When the above transformation is applied on the provided XML document:

<root>
    <a>
        <b>zyx</b>
    </a>
    <a>
        <b>wvu</b>
    </a>
    <a>
        <b>tsr</b>
    </a>
    <a>
        <b>qpo</b>
    </a>
</root>

the correct result is produced:

3

Do note: This solution does not depend on XSLT (used only for illustrative purposes). You may assemble a single XPath expression, substituting the variables with their definition, until there are no more variables to substitute.



回答2:

I think I have a working solution

The idea is to count how many elements are preceding our target element in the document and count how many nodes in the nodeset there are that have less or equally many preceding elements. In XPath this is:

count(//a/b[count(./preceding::node()) &lt;= count(//a/b[.='tsr']/preceding::node())])

You can also use variables in this expression to find different nodesets or to match different text contents. Important part here is that the variables have correct type. Below is an XSLT example and an example output using the example document of the question as the input file

XSLT document

<xsl:stylesheet version="1.0"
    xmlns:xsl="http://www.w3.org/1999/XSL/Transform">

    <xsl:output encoding="utf-8" method="text"/>

    <xsl:variable name="nodeset" select="//a/b"/>
    <xsl:variable name="path-string">//a/b</xsl:variable>
    <xsl:variable name="text">tsr</xsl:variable>

    <xsl:template match="/">
        <xsl:text>Find and print position of a node within a nodeset&#10;&#10;</xsl:text>

        <xsl:text>Position of "tsr" node in the nodeset = "</xsl:text>
        <xsl:value-of select="count(//a/b[count(./preceding::node()) &lt;= count(//a/b[.='tsr']/preceding::node()) ])"/>
        <xsl:text>"&#10;&#10;</xsl:text>

        <xsl:text>( Try the same using variables "$nodeset" and "$text" )&#10;</xsl:text>
        <xsl:text>Size of nodeset "$nodeset" = "</xsl:text>
        <xsl:value-of select="count($nodeset)"/>
        <xsl:text>"&#10;</xsl:text>
        <xsl:text>Variable "$text" = "</xsl:text>
        <xsl:value-of select="$text"/>
        <xsl:text>"&#10;</xsl:text>
        <xsl:text>Position of "</xsl:text>
        <xsl:value-of select="$text"/>
        <xsl:text>" node in the nodeset = "</xsl:text>
        <xsl:value-of select="count($nodeset[count(./preceding::node()) &lt;= count($nodeset[.=$text]/preceding::node()) ])"/>
        <xsl:text>"&#10;&#10;</xsl:text>

        <xsl:text>( Show that using a variable that has the path as a string does not work )&#10;</xsl:text>
        <xsl:text>Variable "$path-string" = "</xsl:text>
        <xsl:value-of select="$path-string"/>
        <xsl:text>"&#10;</xsl:text>
        <xsl:text>Result of "count($path-string)" = "</xsl:text>
        <xsl:value-of select="count($path-string)"/>
        <xsl:text>"&#10;&#10;</xsl:text>

        <xsl:text>End of tests&#10;</xsl:text>
    </xsl:template>

</xsl:stylesheet>

Output from the example document

Find and print position of a node within a nodeset

Position of "tsr" node in the nodeset = "3"

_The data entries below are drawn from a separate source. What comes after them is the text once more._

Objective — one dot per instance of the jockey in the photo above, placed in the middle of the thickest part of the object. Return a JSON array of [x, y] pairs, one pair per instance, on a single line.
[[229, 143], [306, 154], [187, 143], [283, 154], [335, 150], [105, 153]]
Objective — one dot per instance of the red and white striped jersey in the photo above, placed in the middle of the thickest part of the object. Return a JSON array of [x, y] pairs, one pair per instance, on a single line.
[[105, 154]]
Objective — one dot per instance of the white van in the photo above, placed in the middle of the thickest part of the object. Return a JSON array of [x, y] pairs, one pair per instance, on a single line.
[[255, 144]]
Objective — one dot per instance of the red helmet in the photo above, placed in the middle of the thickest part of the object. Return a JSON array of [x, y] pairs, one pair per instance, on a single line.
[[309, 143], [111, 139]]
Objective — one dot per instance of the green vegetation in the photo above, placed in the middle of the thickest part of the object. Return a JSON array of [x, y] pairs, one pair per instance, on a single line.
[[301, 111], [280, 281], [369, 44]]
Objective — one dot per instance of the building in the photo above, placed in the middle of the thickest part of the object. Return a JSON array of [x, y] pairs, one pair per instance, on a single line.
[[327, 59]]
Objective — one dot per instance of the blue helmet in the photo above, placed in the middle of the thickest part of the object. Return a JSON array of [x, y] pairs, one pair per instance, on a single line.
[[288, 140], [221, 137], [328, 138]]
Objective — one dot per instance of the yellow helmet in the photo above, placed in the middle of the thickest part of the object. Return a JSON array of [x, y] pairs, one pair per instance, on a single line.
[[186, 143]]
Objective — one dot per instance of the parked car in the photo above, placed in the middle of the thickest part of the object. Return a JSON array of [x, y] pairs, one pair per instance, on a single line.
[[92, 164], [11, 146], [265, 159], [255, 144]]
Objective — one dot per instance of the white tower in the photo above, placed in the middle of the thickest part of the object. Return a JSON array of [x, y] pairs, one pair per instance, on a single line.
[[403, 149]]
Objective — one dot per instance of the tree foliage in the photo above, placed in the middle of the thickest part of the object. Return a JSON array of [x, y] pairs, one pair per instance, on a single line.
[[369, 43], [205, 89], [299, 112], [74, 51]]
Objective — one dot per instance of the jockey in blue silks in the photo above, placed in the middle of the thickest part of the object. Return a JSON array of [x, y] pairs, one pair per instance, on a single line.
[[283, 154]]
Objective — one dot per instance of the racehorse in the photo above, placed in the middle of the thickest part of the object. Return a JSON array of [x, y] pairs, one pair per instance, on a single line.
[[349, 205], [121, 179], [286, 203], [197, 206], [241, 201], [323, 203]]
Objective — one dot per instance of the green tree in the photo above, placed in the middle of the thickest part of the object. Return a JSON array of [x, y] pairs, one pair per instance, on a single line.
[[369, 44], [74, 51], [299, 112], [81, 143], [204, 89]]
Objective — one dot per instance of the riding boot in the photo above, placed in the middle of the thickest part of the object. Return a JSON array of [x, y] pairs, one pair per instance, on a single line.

( Try the same using variables "$nodeset" and "$text" )
Size of nodeset "$nodeset" = "4"
Variable "$text" = "tsr"
Position of "tsr" node in the nodeset = "3"

( Show that using a variable that has the path as a string does not work )
Variable "$path-string" = "//a/b"
Result of "count($path-string)" = "1"

End of tests

I have not tested my solution extensively so please give feedback if you use it.



回答3:

The earlier count-the-preceding(-sibling) answers work well in some cases; you're just re-specifying the context nodeset from the perspective of the item selected, and then applying count(preceding:: ) to it.

But in other cases, count-the-preceding is really hard to keep within the nodeset you want to work with, as you were hinting at. E.g. suppose your working nodeset was /html/body/div[3]//a (all the <a> anchors in the third <div> of the web page), and you wanted to find the position of a[@href="foo.html"] within that set. If you tried to use count(preceding::a), you'd accidentally be counting <a> anchors from other divs, i.e. outside your working nodeset. And if you tried count(preceding-sibling::a), you wouldn't get them all because the relevant <a> elements could be at any level.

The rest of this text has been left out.